Open ross-spencer opened 6 years ago
I think jhove is correct. The WARC-Target-URI
shouldn't have angle brackets. See also: https://github.com/webrecorder/webrecorder-player/issues/57 and https://iipc.github.io/warc-specifications/specifications/warc-format/warc-1.1/#warc-target-uri
oh no, sorry, I am wrong. uri
needs to have the angle brackets.
Hi @nvanderperren. I assume this means you've selected your issue. Thanks very much and have assigned you.
If I may add some additional hints (sorry for being late, I was not aware of this issue):
The WARC 1.0 specification, ISO 28500:2009 is inconsistent regarding the use of encapsulating angle brackets. In sections 4, 5.2 and 5.12 these definitions can be found which do use angle brackets:
WARC-Record-ID = "WARC-Record-ID" ":" uri
WARC-Target-URI = "WARC-Target-URI" ":" uri
uri = "<" <'URI' per RFC3986> ">"
The examples in Annex C1. and C.2 of the same specification on the other hand use them only inconsistently:
WARC-Record-ID: <urn:uuid:d7ae5c10-e6b3-4d27-967d-34780c58ba39>
WARC-Target-URI: http://www.archive.org/images/logoc.jpg
IMHO this inconsistency makes strict validation against the WARC 1.0 spec impossible.

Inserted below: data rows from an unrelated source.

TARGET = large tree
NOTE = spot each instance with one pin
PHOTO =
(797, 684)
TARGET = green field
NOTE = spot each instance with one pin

The mess created by the WARC 1.0 spec becomes clearer when looking at different tools. Heritrix (3.3.0-SNAPSHOT-2018-01-25T00:33:21Z) development seems to have been guided by the examples rather than the formal specification:
WARC/1.0
WARC-Record-ID: <urn:uuid:1ffbefe8-dfe1-4f4a-9212-af7aca32dd99>
WARC-Target-URI: https://www.example.org/
Wget behaved completely weird in earlier versions (like 1.18 and 1.19.5):
WARC/1.0
WARC-Record-ID: <urn:uuid:134cafed-9cbc-41dc-b709-e843003db49d>
WARC-Target-URI: <https://example.org/>
WARC-Target-URI: https://example.org/
The first WARC-Target-URI in this example is from a request record, the second from a response record ... Luckily this was fixed in version 1.20.1 (or maybe a little earlier) where wget follows the formal spec, not the examples (other than Heritrix!):
WARC/1.0
WARC-Record-ID: <urn:uuid:134cafed-9cbc-41dc-b709-e843003db49d>
WARC-Target-URI: <https://example.org/>
JHOVE (tested with 1.20.1) accepts the WARC syntax written by Heritrix but not wget, so seems to follow the examples instead of formal spec as well.

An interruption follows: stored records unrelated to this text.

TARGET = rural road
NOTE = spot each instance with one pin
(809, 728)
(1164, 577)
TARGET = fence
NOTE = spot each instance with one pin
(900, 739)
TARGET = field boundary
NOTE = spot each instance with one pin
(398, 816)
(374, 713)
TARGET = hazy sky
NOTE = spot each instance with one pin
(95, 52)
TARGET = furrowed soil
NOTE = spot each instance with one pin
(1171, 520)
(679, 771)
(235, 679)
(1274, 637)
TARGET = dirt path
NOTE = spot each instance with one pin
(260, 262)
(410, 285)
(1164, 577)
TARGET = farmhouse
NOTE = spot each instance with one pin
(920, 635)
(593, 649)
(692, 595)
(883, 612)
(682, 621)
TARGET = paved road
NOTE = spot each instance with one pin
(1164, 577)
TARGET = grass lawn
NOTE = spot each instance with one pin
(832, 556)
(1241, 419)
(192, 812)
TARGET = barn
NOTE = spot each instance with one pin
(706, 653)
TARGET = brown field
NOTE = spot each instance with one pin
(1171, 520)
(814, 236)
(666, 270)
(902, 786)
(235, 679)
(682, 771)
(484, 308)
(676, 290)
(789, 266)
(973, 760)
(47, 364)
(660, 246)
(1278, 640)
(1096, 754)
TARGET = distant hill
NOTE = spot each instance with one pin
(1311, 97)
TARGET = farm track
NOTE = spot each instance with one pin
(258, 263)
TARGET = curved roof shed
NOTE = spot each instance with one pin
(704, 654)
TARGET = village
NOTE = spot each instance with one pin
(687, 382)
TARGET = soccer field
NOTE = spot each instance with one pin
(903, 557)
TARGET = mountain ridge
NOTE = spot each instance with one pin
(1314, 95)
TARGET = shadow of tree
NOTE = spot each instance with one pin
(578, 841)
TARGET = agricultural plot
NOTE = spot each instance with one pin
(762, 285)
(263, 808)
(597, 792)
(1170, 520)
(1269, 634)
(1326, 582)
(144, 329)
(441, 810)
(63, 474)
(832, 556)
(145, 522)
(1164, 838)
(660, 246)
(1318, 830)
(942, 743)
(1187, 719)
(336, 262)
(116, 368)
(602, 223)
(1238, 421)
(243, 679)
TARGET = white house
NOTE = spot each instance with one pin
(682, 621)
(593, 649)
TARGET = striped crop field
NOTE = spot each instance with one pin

Luckily, the WARC 1.1 specification, ISO 28500:2017 fixes this inconsistency in section 4 by adapting the formal spec to the examples (and to common practice, see this pull request):
WARC-Record-ID = "WARC-Record-ID" ":" "<" uri ">"
WARC-Target-URI = "WARC-Target-URI" ":" uri
uri = <'URI' per RFC3986>
With consistent examples in Annex B.1 and B.2:
WARC-Record-ID: <urn:uuid:d7ae5c10-e6b3-4d27-967d-34780c58ba39>
WARC-Target-URI: http://www.archive.org/images/logoc.jpg
I'm not saying this is prettier, but at least it is consistent. ;-) The specification even adds an explanation in section 4:
NOTE: in WARC 1.0 standard (ISO 28500:2009), uri was defined as "<" <'URI' per RFC 3986> ">". This rule has been changed to meet requests from implementers.
Everybody should switch to WARC 1.1! :-) And validation of WARC 1.0 has to be quite lax regarding angle brackets.
I thought I couldn't reproduce this, but apparently Jhove doesn't automatically recognize WARC-files :)
I also have a lot of incorrect block digest
errors with WARC's I created with Webrecorder, but I guess that's another issue.
@marhop, it seems that Jhove validates only on ISO 28500:2009, but incorrect then :)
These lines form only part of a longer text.